新型コロナウイルスの電子顕微鏡写真(米国立アレルギー感染症研究所提供)

 栃木県は14日、県内での新型コロナウイルスのワクチン接種が2月中にも始まる見通しであることを明らかにした。政府が示した接種の方針に沿うもので、感染による医療提供体制への影響や重症化の危険性を考え、接種の対象は医療従事者を最優先とする。高齢者や基礎疾患がある人も早期に接種する。県は同日、県対策本部内で接種体制を整備する人員も増やし、準備を本格化した。

 14日に宇都宮市内で開かれた「しもつけ21フォーラム」(下野新聞社主催)1月例会で、海老名英治(えびなえいじ)県保健福祉部長が説明した。

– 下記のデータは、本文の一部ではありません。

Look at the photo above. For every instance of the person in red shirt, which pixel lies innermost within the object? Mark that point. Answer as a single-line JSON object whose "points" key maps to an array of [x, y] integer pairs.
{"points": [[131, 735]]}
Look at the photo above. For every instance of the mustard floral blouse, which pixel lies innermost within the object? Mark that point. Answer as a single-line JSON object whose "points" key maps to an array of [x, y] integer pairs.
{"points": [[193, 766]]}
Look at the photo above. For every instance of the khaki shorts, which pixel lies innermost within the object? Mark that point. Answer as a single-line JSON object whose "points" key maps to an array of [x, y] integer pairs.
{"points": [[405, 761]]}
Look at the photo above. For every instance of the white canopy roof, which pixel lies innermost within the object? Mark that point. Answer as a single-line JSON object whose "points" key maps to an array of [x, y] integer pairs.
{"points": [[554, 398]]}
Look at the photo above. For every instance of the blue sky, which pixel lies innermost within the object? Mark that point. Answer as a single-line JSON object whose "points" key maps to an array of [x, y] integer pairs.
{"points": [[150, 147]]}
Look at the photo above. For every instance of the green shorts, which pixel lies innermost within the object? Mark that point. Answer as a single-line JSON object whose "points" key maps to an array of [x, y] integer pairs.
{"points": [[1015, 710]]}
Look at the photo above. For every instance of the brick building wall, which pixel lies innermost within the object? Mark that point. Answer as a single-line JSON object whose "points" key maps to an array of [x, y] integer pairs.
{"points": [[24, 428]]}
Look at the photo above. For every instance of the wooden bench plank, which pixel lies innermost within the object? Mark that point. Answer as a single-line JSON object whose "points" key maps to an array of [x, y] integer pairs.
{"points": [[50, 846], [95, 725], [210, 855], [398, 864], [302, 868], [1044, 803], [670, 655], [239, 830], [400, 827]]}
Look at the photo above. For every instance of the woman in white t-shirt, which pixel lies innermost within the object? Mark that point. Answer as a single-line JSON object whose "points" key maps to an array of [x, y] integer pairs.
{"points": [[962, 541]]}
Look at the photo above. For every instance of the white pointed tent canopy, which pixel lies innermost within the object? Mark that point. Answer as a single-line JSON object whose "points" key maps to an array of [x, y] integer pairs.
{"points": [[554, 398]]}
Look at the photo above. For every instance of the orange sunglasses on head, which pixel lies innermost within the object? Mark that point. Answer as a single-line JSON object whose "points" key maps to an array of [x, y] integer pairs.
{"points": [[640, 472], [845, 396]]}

 国は2月下旬までに医療従事者への接種を始める方針を示している。3月以降には高齢者や基礎疾患がある人、高齢者施設の従事者らへの接種を進め、その後にこれらの要件に該当しない人も対象にするという。

 接種の開始時期が近付く中、県は接種体制を整備する人員を14日付で5人増やし、計8人体制に強化した。今後は対象となる医療従事者数の把握や、接種場所の確保、ワクチンの卸売業者や県医師会、市町との調整を進めていく。

 海老名県保健福祉部長はフォーラムで「さまざまな形で情報を発信する。最新の情報を入手し、接種を受けられるときに、しっかり受けていただきたい」と呼び掛けた。

 一方、県は同日付で、宿泊療養施設の確保を担当する職員も15人増員した。「入院調整中」の自宅療養者は同日現在で900人を超えており、軽症者や無症状者を受け入れる施設の増設を急ぐ。

 新型コロナ対応として職員は全体で20人増となり、県は「必要な体制整備を速やかに、集中的に行う」としている。